Article Text

  1. R. Sinha1,
  2. K. Osann3,
  3. P. Flodman3,
  4. M. A. Spence3
  1. 1Western University of Health Sciences, College of Osteopathic Medicine, Pomona, CA
  2. 2David Geffen School of Medicine, UCLA, Los Angeles, CA
  3. 3University of California, Irvine, CA


Purpose of Study Autism spectrum disorder (ASD) is a neurodevelopment disorder characterized by the core dimensions: social impairment, communication impairment; restrictive interests, and compulsivity. The neuropeptide oxytocin regulates many social behaviors; hence, it has been suggested that it may play a role in the etiology of ASD. In addition, it has also been proposed in previous studies that exposure of a child to Pitocin (a synthetic form of the neuropeptide oxytocin, used for labor induction) during delivery might increase their susceptibility to developing ASD later in development.

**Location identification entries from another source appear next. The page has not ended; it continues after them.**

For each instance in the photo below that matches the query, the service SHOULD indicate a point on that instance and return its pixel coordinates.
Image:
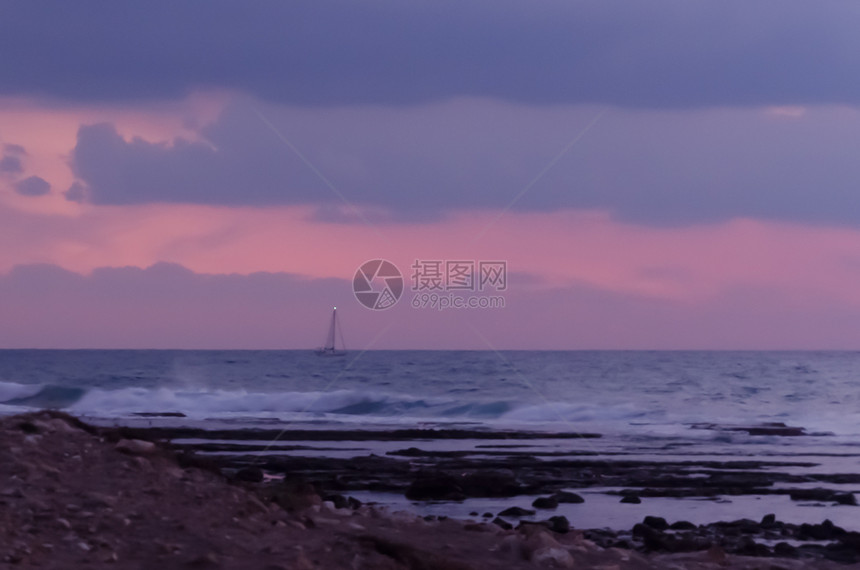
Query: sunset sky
(210, 174)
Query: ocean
(648, 406)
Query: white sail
(330, 347)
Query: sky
(212, 174)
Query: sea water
(649, 406)
(636, 393)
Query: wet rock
(819, 494)
(784, 549)
(249, 475)
(568, 497)
(555, 556)
(490, 484)
(516, 512)
(824, 531)
(136, 447)
(341, 502)
(657, 523)
(748, 547)
(845, 499)
(545, 503)
(559, 524)
(435, 487)
(295, 495)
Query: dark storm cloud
(663, 53)
(417, 163)
(11, 165)
(32, 186)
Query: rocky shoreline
(78, 496)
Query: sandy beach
(78, 496)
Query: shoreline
(324, 485)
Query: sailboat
(330, 348)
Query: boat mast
(330, 343)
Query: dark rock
(657, 523)
(28, 427)
(339, 501)
(785, 550)
(516, 512)
(819, 494)
(652, 539)
(545, 503)
(249, 474)
(845, 499)
(568, 497)
(748, 547)
(824, 531)
(559, 524)
(435, 487)
(490, 484)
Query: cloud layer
(661, 53)
(651, 167)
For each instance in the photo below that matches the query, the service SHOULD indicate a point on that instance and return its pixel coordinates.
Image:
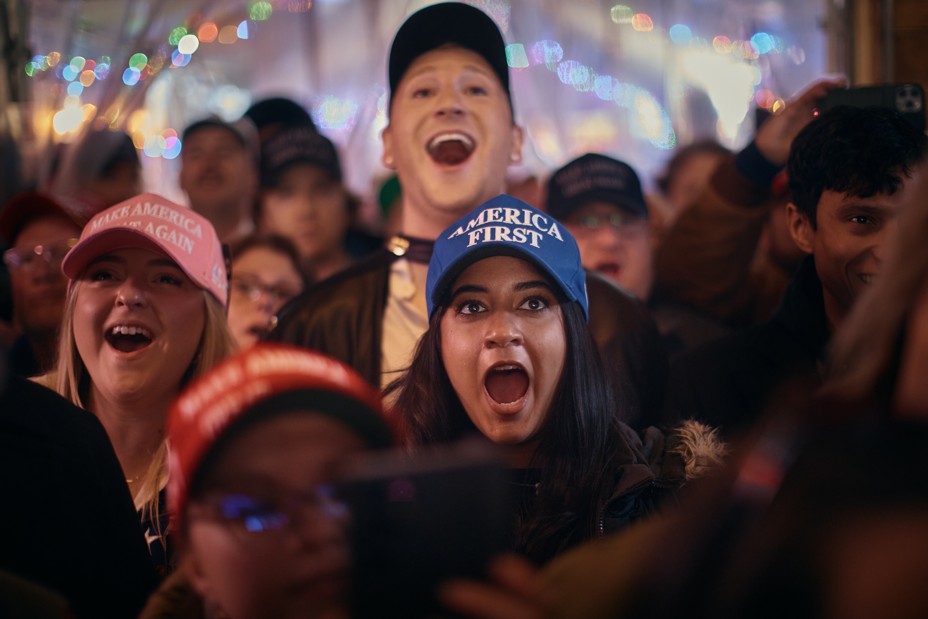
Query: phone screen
(415, 522)
(907, 99)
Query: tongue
(451, 152)
(507, 386)
(129, 343)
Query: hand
(775, 136)
(514, 591)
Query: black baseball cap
(448, 23)
(594, 178)
(293, 145)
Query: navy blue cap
(506, 226)
(594, 178)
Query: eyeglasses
(254, 515)
(620, 221)
(28, 257)
(252, 288)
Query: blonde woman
(145, 313)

Methods This study investigated the above hypothesis by examining parent report of labor induction in a population including 82 children diagnosed with ASD participating in the Autism Research Project at the University of California, Irvine, Dept of Pediatrics, and Neurobiology. History of induced birth was obtained from a self-administered questionnaire completed by the mothers of the subjects. We then compared the rate of induced labor to recently published national statistics on induced labor for the entire United States. Results were analyzed by determining the standard incidence ratio (SIR) and 95% confidence limits to determine their significance.

Results and Conclusions The study suggests that parents of children with ASD report a history of induced labor more frequently than predicted based on US population rates. Further research will be needed to establish the validity of the birth history information obtained from parents and the true rates for induced labor in comparable unaffected subjects in our research population who do not have ASD.